You can also organize your own cleanup through their website. This past spring I organized a cleanup with my school, and after three hours, we had already filled 40 full trash bags with garbage from just a small section of the river. The trash already in the river will not disappear on its own, so it’s up to us to volunteer and clean up the river that plays such a significant role in our daily lives.
Step 3: If you live near a creek, stream or the river, plant vegetation right beside the river.
If you grow plants right beside a body of water, those plants will act as a barrier to any pollution, waste, and runoff that can potentially make its way into the river. When you see a lot of vegetation growing on the bank of a river, this is usually an indicator of the river being healthy.
The rising level of pollution in the Chattahoochee river can no longer be ignored.
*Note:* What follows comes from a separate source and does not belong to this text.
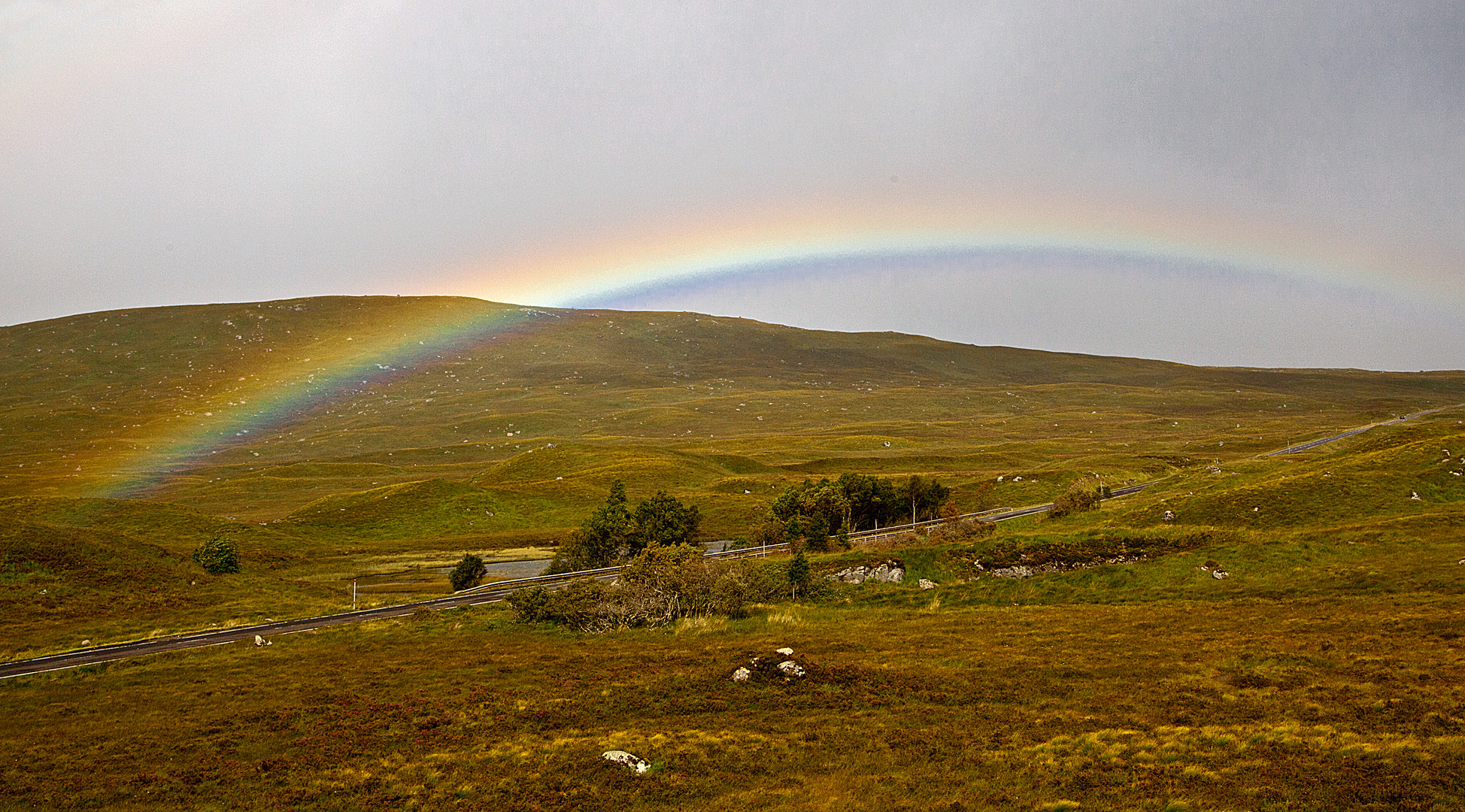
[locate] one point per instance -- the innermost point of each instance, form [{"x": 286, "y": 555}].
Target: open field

Not only does a polluted river negatively affect the unique ecosystem of the Chattahoochee, but also it poses health risks to Georgians since the river supplies us with more than half of our drinking water. If the pollution keeps increasing at the rate at which it does now, the water will not be drinkable and there will be higher risks of getting dysentery, cholera, E.coli infection, Salmonella, or diarrhea.
Many schools are located near the Chattahoochee River such as North Atlanta High School, Peachtree Ridge High School, Northview High School and Chattahoochee High School. If pollution of the Chattahoochee River continues at its present rate, these schools and others located near the Chattahoochee will feel the negative effects of a polluted river.
The Chattahoochee River provides so much for us that it is time for us to give back. Let us be the generation of Atlanta residents who make a change in Georgia’s waterways. Let’s keep the Chattahoochee River clean!
Rebecca is a senior at Milton High School and a volunteer with the Rivers Alive Chattahoochee River cleanup program.